简体   繁体   English

在c#中解析HTML部分

[英]Parsing sections of HTML in c#

I need to parse sections from a string of HTML. 我需要从一串HTML中解析部分。 For example: 例如:

<p>Lorem ipsum dolor sit amet, consectetur adipiscing elit.</p>
<p>[section=quote]</p>
<p>Mauris at turpis nec dolor bibendum sollicitudin ac quis neque.</p>
<p>[/section]</p>

Parsing the quote section should return: 解析引用部分应该返回:

<p>Mauris at turpis nec dolor bibendum sollicitudin ac quis neque.</p>

Currently I'm using a regular expression to grab the content inside [section=quote]...[/section], but since the sections are entered using a WYSIWYG editor, the section tags themselves get wrapped in a paragraph tag, so the parsed result is: 目前我正在使用正则表达式来获取[section = quote] ... [/ section]中的内容,但由于这些部分是使用WYSIWYG编辑器输入的,因此部分标记本身包含在段落标记中,因此解析结果是:

</p>
<p>Mauris at turpis nec dolor bibendum sollicitudin ac quis neque.</p>
<p>

The Regular Expression I'm using currently is: 我目前正在使用的正则表达式是:

\[section=(.+?)\](.+?)\[/section\]

And I'm also doing some additional cleanup prior to parsing the sections: 在解析各个部分之前,我还要做一些额外的清理工作:

protected string CleanHtml(string input) {
    // remove whitespace
    input = Regex.Replace(input, @"\s*(<[^>]+>)\s*", "$1", RegexOptions.Singleline);
    // remove empty p elements
    input = Regex.Replace(input, @"<p\s*/>|<p>\s*</p>", string.Empty);
    return input;
}

Can anyone provide a regular expression that would achieve what I am looking for or am I wasting my time trying to do this with Regex? 任何人都可以提供一个能够实现我正在寻找的正则表达式,还是我在浪费时间尝试使用正则表达式? I've seen references to the Html Agility Pack - would this be better for something like this? 我见过对Html Agility Pack的引用 - 对于这样的事情会更好吗?

[Update] [更新]

Thanks to Oscar I have used a combination of the HTML Agility pack and Regex to parse the sections. 感谢Oscar我使用了HTML Agility pack和Regex的组合来解析这些部分。 It still needs a bit of refining but it's nearly there. 它仍然需要一点精炼,但它几乎就在那里。

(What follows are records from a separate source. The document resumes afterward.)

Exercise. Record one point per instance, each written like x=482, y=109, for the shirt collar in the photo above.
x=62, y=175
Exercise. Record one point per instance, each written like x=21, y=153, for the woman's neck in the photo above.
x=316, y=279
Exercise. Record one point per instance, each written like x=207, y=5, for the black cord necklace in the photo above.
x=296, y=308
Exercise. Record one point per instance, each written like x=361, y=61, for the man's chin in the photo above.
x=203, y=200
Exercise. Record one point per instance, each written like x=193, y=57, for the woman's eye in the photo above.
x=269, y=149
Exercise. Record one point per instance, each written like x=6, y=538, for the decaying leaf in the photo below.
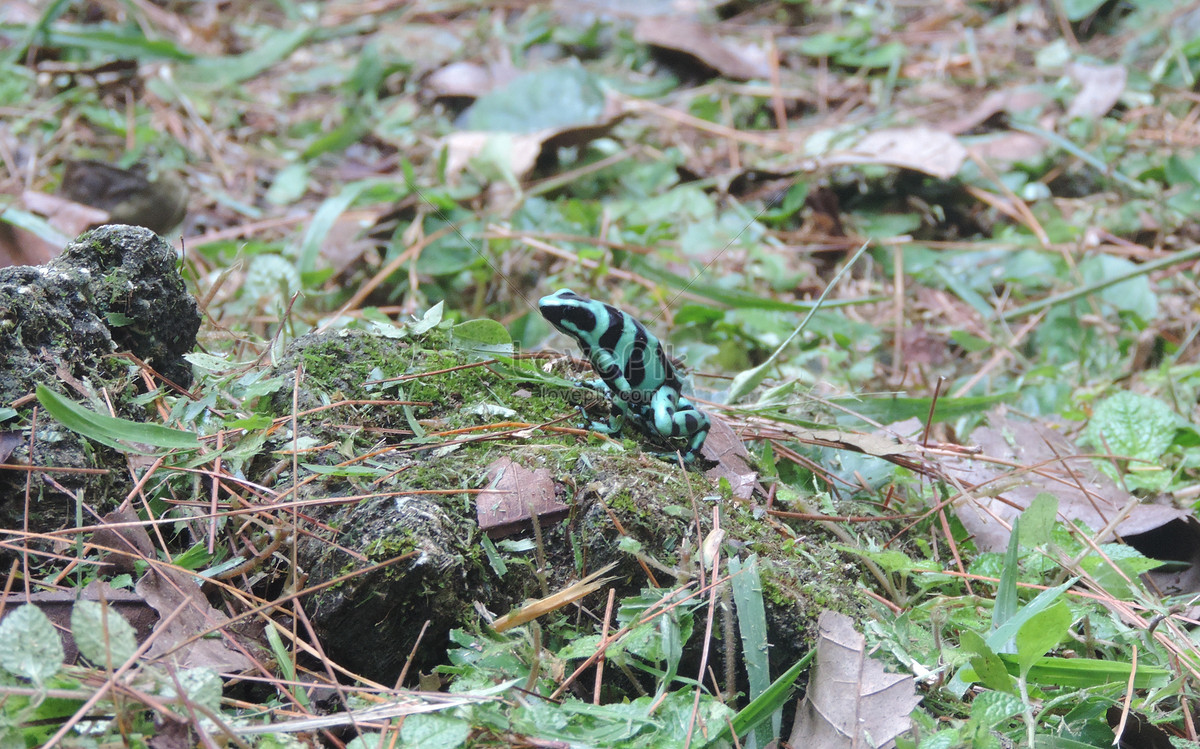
x=183, y=639
x=851, y=700
x=514, y=496
x=921, y=149
x=732, y=460
x=1018, y=100
x=996, y=495
x=58, y=606
x=729, y=59
x=127, y=543
x=1102, y=87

public void ParseSections(string content)
{
    this.SourceContent = content;
    this.NonSectionedContent = content;

    content = CleanHtml(content);

    if (!sectionRegex.IsMatch(content))
        return;

    var doc = new HtmlDocument();
    doc.LoadHtml(content);

    bool flag = false;
    string sectionName = string.Empty;
    var sectionContent = new StringBuilder();
    var unsectioned = new StringBuilder();

    foreach (var n in doc.DocumentNode.SelectNodes("//p")) {               
        if (startSectionRegex.IsMatch(n.InnerText)) { 
            flag = true;
            sectionName = startSectionRegex.Match(n.InnerText).Groups[1].Value.ToLowerInvariant();
            continue;
        }
        if (endSectionRegex.IsMatch(n.InnerText)) {
            flag = false;
            this.Sections.Add(sectionName, sectionContent.ToString());
            sectionContent.Clear();
            continue;
        }

        if (flag)
            sectionContent.Append(n.OuterHtml);
        else
            unsectioned.Append(n.OuterHtml);
    }

    this.NonSectionedContent = unsectioned.ToString();
}

The following works, using HtmlAgilityPack library: 以下工作,使用HtmlAgilityPack库:

using HtmlAgilityPack;

... ...

HtmlDocument doc = new HtmlDocument();
doc.Load(@"C:\file.html");


bool flag = false;
var sb = new StringBuilder();
foreach (var n in doc.DocumentNode.SelectNodes("//p"))
{
    switch (n.InnerText)
    {
        case "[section=quote]":
            flag = true;
            continue;
        case "[/section]":
            flag = false;
            break;
    }
    if (flag)
    {
        sb.AppendLine(n.OuterHtml);
    }
}

Console.Write(sb);
Console.ReadLine();

If you just want to print Mauris at turpis nec dolor bibendum sollicitudin ac quis neque. 如果你只是想Mauris at turpis nec dolor bibendum sollicitudin ac quis neque.上打印Mauris at turpis nec dolor bibendum sollicitudin ac quis neque. without <p>...</p> , you can replace n.OuterHtml by n.InnerHtml . 如果没有<p>...</p> ,您可以用n.OuterHtml替换n.InnerHtml

Of course, you should check if doc.DocumentNode.SelectNodes("//p") is null . 当然,您应该检查doc.DocumentNode.SelectNodes("//p")是否为null
If you want to load the html from an online source instead of a file, you can do: 如果要从在线源而不是文件加载html,可以执行以下操作:

var htmlWeb = new HtmlWeb();  
var doc = htmlWeb.Load("http://..../page.html");

Edit: 编辑:

If [section=quote] an [/section] could be inside any tag (not always <p> ), you can replace doc.DocumentNode.SelectNodes("//p") by doc.DocumentNode.SelectNodes("//*") . 如果[section=quote] [/section]可以在任何标记内(并非总是<p> ),则可以用doc.DocumentNode.SelectNodes("//p")替换doc.DocumentNode.SelectNodes("//p") doc.DocumentNode.SelectNodes("//*")

How about replacing 如何更换

<p>[section=quote]</p>

with

[section=quote]

and

<p>[/section]</p>

with

[/section]

as part of your cleanup. 作为清理的一部分。 Then you can use your existing regular expression. 然后,您可以使用现有的正则表达式。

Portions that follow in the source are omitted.